新学科の先生と100分間対談する授業を始めた

僕の所属する東海大学教養学部芸術学科は、これまで音楽、美術、デザインの三つの課程(コース)に分かれていた。しかし、2022年度に1つの学科として統合し新しい芸術学科となった。学科ができたのは1968年なので54年ぶりの大規模な改組だ。新しい学科のコンセプトは学際芸術(だと僕は思っている)。様式や技法で区切らずに学際的に「創る」ことの実践知を探求していく。

でも「学際」も「統合」も「融合」も言うのは簡単だが行うことは難しい。外の人から見れば同じ分野に見える専門集団は、中の人から見れば全く異なる専門集団だと感じるのは、さまざまな組織にありがちではないだろうか。研究者、そして芸術の分野においても同様だ。特に、音楽分野と造形分野は一緒にされることがほとんどない。例えば、美術大学では音楽を主とする学部があることはほどんどないし、もちろん音大にデザイン・アートを主とする学部はない。でも多くの人が思っているはずだ。「芸術を分けて考えなくてもいいのでは?」と。

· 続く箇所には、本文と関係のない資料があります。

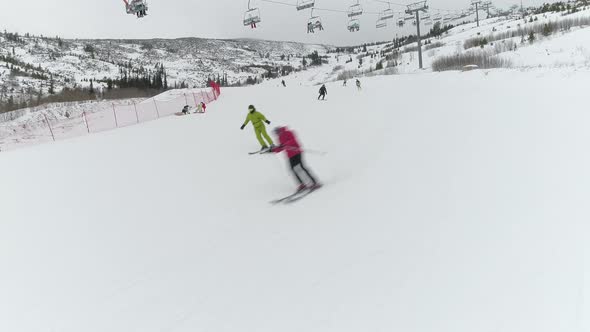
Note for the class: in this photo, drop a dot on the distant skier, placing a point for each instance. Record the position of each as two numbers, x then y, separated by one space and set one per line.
289 143
323 92
201 107
258 120
319 25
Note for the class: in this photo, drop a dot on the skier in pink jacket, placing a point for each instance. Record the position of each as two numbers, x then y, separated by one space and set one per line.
288 142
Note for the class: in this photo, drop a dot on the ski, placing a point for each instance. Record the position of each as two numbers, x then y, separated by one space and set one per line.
295 197
289 197
260 152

さて、このような大学の改組に伴う統合にありがちなのは、それぞれの分野の統合は「学生に任せる」というものではないだろうか。つまり、色々な分野の先生が集まっているんだから学生は様々な分野の知識や実践知を吸収し、自分で統合していくはずだという期待だ。でも、異なる分野の学術知の統合は、統合される過程や統合に向けた態度の学習がなければ、そう簡単にはできないと(これまでの経験から)僕は思う。

平たく言えば、教員同士がお互いの知に出会う楽しさ知り、実践しなければ、学生はそれを学ぼうとしないと思う。だからこそ、新学科には教員同士がお互いの実践知を理解し合う、そしてその理解し合う様子を学生が理解する時間が必要だと思っていた。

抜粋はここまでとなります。